2) Moet artikel 7, punt 2, van verordening (EU) nr. 1215/2012 van het Europees Parlement en de Raad van 12 december 2012 betreffende de rechterlijke bevoegdheid, de erkenning en de tenuitvoerlegging van beslissingen in burgerlijke en handelszaken aldus worden uitgelegd dat een rechtspersoon waarvan de rechten zouden zijn geschonden doordat over hem onjuiste informatie op het internet is gepubliceerd en commentaren over hem niet werden verwijderd, een vordering tot rechtzetting van de informatie, verwijdering van de commentaren en vergoeding van de materiële schade die is ontstaan door de publicatie van de onjuiste informatie op het internet ten belope van zijn volledige schade kan instellen bij de gerechten van de staat waar zich het centrum van zijn belangen bevindt?

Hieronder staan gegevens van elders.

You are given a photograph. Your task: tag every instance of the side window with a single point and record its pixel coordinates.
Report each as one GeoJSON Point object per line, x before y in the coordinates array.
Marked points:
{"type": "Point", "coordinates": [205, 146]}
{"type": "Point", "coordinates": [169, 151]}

3) Indien de tweede vraag bevestigend wordt beantwoord, moet artikel 7, punt 2, van verordening (EU) nr. 1215/2012 van het Europees Parlement en de Raad van 12 december 2012 betreffende de rechterlijke bevoegdheid, de erkenning en de tenuitvoerlegging van beslissingen in burgerlijke en handelszaken dan aldus worden uitgelegd dat
— moet worden aangenomen dat het centrum van de belangen van een rechtspersoon en dus de plaats waar zijn schade is ingetreden, ligt in de lidstaat waar zijn zetel zich bevindt, of dat
— bij de bepaling van het centrum van de belangen van een rechtspersoon en dus de plaats waar zijn schade is ingetreden, alle omstandigheden in acht moeten worden genomen, zoals de zetel en inrichting van de rechtspersoon, de woonplaats van zijn klanten en de wijze waarop de transacties worden gesloten?